Along the way, I'm working on code that will automatically detect discrepancies in the narratives -- that part is a little slower going, but that's why it's a long project. Onward!
This past week, I created more CSVs for mentions of CAD, hypertension, hyperlipidemia, and obesity. These CSVs are based on whether or not each condition is mentioned at all, so there are only two possible options (mentioned or not mentioned). But in many cases, we have more information than that about the conditions or related events. Over this next week, which is spring break, I'll be looking into how to organize and analyze this more complex information.
Over the last couple of weeks, I extended a little bit of what I was working on (ordering temporal annotations with regard to other treatments). Although initially I used tuples (time, description) to track changes in medication/smoking, I recently switched to using a custom object approach (i.e., a medication object, smoking history object, etc) and then sorting them according to time (which can be extracted simply via function).
This upcoming week is Simmons' spring break, so I'm hoping to spend some extra time working on not only finding temporal relationships between medications/smoking, etc, but also on visualizations of these in a more concrete timeline fashion, so we don't have to make timelines manually.
This week I will finish the functions in R that I began to code this week to check for patients with smoking discrepancies, I will also begin to write a function to check for total numbers of discrepancies.
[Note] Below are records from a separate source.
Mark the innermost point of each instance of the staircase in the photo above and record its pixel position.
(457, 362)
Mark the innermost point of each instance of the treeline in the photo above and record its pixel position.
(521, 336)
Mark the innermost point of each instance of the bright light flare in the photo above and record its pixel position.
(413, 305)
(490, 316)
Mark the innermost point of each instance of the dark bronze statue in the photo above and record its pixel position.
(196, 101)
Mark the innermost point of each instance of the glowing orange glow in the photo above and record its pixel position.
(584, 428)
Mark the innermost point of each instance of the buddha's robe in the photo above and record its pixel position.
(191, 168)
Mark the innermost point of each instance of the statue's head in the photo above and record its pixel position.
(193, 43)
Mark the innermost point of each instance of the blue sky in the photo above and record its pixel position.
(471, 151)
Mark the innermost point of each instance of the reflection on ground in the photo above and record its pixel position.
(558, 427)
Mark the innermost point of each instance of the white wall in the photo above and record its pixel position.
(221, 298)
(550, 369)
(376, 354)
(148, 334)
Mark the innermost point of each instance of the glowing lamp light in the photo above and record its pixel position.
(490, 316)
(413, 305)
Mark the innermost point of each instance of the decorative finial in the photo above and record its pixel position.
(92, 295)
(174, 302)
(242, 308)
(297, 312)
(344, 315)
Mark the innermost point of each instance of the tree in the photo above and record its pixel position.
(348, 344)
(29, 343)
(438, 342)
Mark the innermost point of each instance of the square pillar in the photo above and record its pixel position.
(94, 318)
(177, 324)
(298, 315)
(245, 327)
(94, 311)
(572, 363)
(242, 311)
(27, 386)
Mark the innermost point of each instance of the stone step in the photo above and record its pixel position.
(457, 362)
Lastly I will write a report for the discrepancies for diabetes status.
Last week I began to brainstorm on ways to attack the problem of smoking status. This week I will be meeting with an outside professor to get some advice on how to go about doing this. I will also be rerunning the analysis on the diabetes discrepancies and creating a report on the findings.
Although the code I wrote over the last few weeks was primarily in script format, I put some time in over the weekend to create Python classes in order to analyze medication history more effectively. Building off of my previous Medication class, I introduced a time attribute, so that I can keep track of when the medication was being taken (before/during/after DCT).
During week 15, I worked on extracting diabetes mentions from each medical record and writing them to a CSV file. I formatted the file based on what will work best for Stephanie when she goes on to analyze the CSV in R. It took me a while to work out all the bugs, but I had an accurate CSV by the end of the week. Just skimming the file I could see that a surprising number of records never mention the fact that the patient has diabetes.
Now that I've developed the script to go through each record, extract diabetes mentions, and write them to a CSV, doing the same with other tags will be much easier. I also created a CSV file detailing the patient's smoking status. Though this file was relatively simple for me to create, it will be harder to analyze since someone's smoking status can change over time.
Currently, I'm working on going through this same process to create CSV files for family history and other tags.
Last week, Simmons closed the school due to snow on Monday, so we didn't meet; instead, I worked on extracting medication data from tags. I've been using linked lists to keep track of which medications are mentioned when.
This week, I ran into a couple of issues with my code, but I've been working to resolve them, and have also been reading more about methods for addressing temporal issues in code. More updates to follow!
This week I will begin to work on the problem of finding discrepancies of smoking statuses. In our weekly meeting we discussed some of the challenges that will come with this - primarily that smoking status can change in a much more complicated way than diabetes status. In the case of diabetes the patient must have had diabetes, so if they did not we knew there was a discrepancy. Smoking status, on the other hand, can switch back and forth many times However, if a patient is listed as a smoker in the first visit, and then as never having smoked in any later visits then there is a discrepancy. This is definitely going to be an interesting project.
These weeks were spent writing code in R in order to look for discrepancies pertaining to the diabetes status of the patients in our corpus. I met a few bumps in the road but was able to collaborate with an R expert and found a solution. I also learned of the perils of using loops and R!